No. 22-0098/AF. U.S. v. Chase M. Thompson. CCA 40019. On consideration of the petition for grant of review of the decision of the United States Air Force Court of Criminal Appeals, it is ordered that said petition is granted on the following issue:
DID THE COURT OF CRIMINAL APPEALS ERR BY REQUIRING THAT APPELLANT INTRODUCE DIRECT EVIDENCE OF HIS SUBJECTIVE BELIEF TO MEET HIS BURDEN FOR A REASONABLE MISTAKE OF FACT DEFENSE?
The Air Force Court of Criminal Appeals decision is at this link.
The CAAF has previously held that an accused is not required to testify in order to establish a mistake of fact defense. United States v. Jones, 49 M.J. 85, 91 (C.A.A.F. 1998).
The AFCCA appeared to approve of Jones in the unpublished decision of United States v. Roblero, No. ACM 38874, 2017 CCA LEXIS 168 (A. F. Ct. Crim. App. Feb. 17, 2017). Or at least no issue was made of the appellant’s decision not to testify.
The Navy-Marine Corps Court of Criminal Appeals seems to have followed a similar path in United States v. Thomas, No. NMCCA 201200203, 2013 CCA LEXIS 49 (N-M Ct. Crim. App. Jan. 31, 2013).
The Army Court of Criminal Appeals in United States v. Clark, ARMY 20160304, 2018 CCA LEXIS 505 (A. Ct. Crim. App. Oct. 12, 2018) had this to say in the footnote.
In any event, we find no error, plain or otherwise. To warrant an instruction on the mistake of fact defense there must be "some evidence of an honest and reasonable mistake to which the members could have attached credit if they had so desired." United States v. Hibbard, 58 M.J. 71, 75 (C.A.A.F. 2003). While there is no per se requirement an accused testify to establish a mistake of fact defense, evidence that the accused honestly and reasonably believed the victim had consented must come from somewhere. See United States v. Jones, 49 M.J. 85, 91 (C.A.A.F. 199).
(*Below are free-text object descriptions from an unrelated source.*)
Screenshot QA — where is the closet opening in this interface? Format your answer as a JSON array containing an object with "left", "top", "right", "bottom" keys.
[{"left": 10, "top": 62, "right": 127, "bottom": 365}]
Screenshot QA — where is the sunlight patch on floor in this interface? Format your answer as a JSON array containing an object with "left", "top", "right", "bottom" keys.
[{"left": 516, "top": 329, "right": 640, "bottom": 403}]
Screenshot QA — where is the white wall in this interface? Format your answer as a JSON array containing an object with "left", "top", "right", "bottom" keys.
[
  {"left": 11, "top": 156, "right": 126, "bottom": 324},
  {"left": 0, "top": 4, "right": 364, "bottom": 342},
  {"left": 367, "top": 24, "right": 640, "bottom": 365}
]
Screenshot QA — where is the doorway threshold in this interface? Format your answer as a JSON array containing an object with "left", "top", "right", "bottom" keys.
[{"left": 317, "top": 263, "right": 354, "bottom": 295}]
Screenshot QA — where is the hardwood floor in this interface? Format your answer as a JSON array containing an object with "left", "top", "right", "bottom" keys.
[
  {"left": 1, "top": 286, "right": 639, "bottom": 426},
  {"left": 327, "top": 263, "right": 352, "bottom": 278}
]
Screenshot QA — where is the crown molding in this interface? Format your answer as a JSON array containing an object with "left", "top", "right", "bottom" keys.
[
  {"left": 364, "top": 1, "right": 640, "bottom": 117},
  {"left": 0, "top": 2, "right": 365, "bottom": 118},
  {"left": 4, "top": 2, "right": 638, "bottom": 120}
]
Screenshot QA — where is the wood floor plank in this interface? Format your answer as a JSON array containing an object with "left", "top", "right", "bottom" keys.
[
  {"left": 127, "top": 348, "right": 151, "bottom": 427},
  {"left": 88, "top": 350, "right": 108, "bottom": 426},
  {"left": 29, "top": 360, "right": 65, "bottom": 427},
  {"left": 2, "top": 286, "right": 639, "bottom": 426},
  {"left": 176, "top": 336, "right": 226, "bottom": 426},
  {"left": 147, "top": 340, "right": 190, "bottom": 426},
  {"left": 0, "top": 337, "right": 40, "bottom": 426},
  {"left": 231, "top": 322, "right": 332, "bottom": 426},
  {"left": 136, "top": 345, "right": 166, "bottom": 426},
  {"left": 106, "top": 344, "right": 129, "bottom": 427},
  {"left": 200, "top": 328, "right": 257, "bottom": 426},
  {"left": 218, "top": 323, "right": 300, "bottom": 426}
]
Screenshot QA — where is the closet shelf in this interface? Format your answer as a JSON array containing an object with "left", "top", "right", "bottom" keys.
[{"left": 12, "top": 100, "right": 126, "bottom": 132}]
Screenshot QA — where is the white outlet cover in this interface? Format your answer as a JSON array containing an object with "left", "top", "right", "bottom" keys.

In many cases, the only source of admissible evidence about an accused's subjective belief may well be from the accused himself.
If AFCCA is correct in Thompson, that puts the accused between Scylla and Charybdis having to choose between testifying or remaining silent while hoping there is sufficient evidence to warrant the instruction without his testimony?